Saturday, March 12, 2011

Number One Complaint

I went to a county training event a few months ago that was a pretty good opportunity. One day of classes, lunch provided, with around 30 or 40 people in attendance.  The keynote speaker was a woman from the state DOH.  She gave a talk on CQI.

One of the things she said really got me thinking.  She said that part of her job was to answer complaints.  That if anyone in the state has a problem with an EMS provider, and they are bothered enough to send a complaint to the state, she is the one who reads them and responds.  She asked the audience if they could guess what the most frequent complaint is, and said that there is one thing she sees by far the most often.

People guessed things ranging from "they took too long" to "it costs too much."

It wasn't either of those. It was something far simpler.  And unlike some types of complaints, it was something that we can change, immediately.

"They weren't nice to me."

Whether the complainant was the patient, or a family member, the most frequent thing that bothered them enough to actually find a way to send it to the state was that the EMS provider "wasn't nice."

Now sometimes, we get busy, focused on some intense situation, like a full arrest, and maybe our primary thought isn't to make idle chit chat with the family.  If someone complains about that, then I guess there isn't a lot we can do.

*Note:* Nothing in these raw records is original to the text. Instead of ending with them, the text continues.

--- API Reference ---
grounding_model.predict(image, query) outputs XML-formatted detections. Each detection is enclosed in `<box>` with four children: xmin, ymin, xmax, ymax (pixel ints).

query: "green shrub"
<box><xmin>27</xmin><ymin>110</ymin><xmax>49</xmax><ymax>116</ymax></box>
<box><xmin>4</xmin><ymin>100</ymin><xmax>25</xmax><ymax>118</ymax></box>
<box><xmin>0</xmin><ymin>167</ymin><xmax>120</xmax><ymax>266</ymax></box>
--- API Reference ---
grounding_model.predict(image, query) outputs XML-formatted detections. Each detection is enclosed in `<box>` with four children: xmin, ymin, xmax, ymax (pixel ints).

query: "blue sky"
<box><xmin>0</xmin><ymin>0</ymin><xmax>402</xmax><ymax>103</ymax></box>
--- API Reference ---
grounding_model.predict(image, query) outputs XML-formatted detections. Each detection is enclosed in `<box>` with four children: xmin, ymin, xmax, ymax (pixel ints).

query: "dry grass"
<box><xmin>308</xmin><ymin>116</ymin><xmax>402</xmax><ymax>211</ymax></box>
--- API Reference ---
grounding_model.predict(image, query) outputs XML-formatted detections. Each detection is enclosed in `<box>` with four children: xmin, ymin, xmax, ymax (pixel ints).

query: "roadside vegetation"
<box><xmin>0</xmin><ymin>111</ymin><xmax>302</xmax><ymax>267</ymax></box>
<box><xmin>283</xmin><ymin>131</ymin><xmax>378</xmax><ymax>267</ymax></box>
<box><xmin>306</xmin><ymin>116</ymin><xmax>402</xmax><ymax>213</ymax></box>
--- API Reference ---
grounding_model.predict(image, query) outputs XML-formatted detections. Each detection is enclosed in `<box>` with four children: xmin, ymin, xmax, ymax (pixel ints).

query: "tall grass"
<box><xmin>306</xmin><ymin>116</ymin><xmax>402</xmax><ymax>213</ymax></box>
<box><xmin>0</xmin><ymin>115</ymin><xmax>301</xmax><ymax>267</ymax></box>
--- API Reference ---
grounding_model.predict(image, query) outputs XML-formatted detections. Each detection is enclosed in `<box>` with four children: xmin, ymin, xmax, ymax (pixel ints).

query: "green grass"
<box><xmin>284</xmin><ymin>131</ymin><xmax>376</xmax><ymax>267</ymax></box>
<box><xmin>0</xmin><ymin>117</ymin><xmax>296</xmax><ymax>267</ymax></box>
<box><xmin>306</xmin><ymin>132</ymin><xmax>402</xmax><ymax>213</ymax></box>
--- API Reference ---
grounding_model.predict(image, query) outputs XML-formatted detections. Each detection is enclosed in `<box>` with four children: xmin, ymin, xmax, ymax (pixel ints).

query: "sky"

But there is plenty we can do to be "nice" most of the time.

I would think that most providers out there are pretty nice people, most of the time. Certainly most of the ones I know are.  But apparently not everyone- or that wouldn't be the most common complaint, would it?  So maybe we need to focus on, or share, little things we can do to provide a higher level of "niceness."  Especially for us, as non-transporting, so we are frequently still on scene after the ambulance leaves, there are many things we can do to be nice to the family, as well as the patient.

A short, non-inclusive list:

1. Simplest first: I always introduce myself by name and as often as possible, use theirs.

2. I make eye contact, and listen to them.

3. I have held hands, held someone's head while they vomit, rubbed backs, wiped sweat, fetched jackets, bathrobes and socks, and done a hundred other small things in the name of personal comfort.

4. For ALS calls, if the IV is started before the ambulance leaves, and a family member is riding along, I make sure they understand that the "delay" is simply because there are some procedures that are easier to do when the ambulance isn't moving.  I don't want them to feel ignored, or to be sitting there imagining the worst, that the delay is because all the EMTs/Medics are frantically busy.

5. I make sure family members know which hospital the ambulance is going to, and if necessary, how to get there.

6. "I'm sorry for your loss," said with true feeling, may not be able to fix things, but it's by far better than not saying anything.

7. If we are on scene after the ambulance leaves, with family members who are stressed out, I always check to see how they are doing and ask if there is anything we can do for them before we leave.  This sometimes, but not usually, includes a full assessment.

8. Most of the time, I reassure people that they did the right thing by calling.  Remember, we have far more trouble here with people not calling when they should, than people calling when they shouldn't.  We hear a lot of "I didn't want to trouble anyone."


I started this post last night. Had a call today where I wish they had called sooner.  I'd love to hear if anyone has suggestions for pub ed to help people have a better understanding of when they should call.

1 comment:

  1. Nice post. Good thoughts which require repeating from time to time. Too often we allow the previous call or mood to affect our attitude on THIS call. It's something we always have to be mindful of. Welcome to the EMS blog world, I look forward to reading more.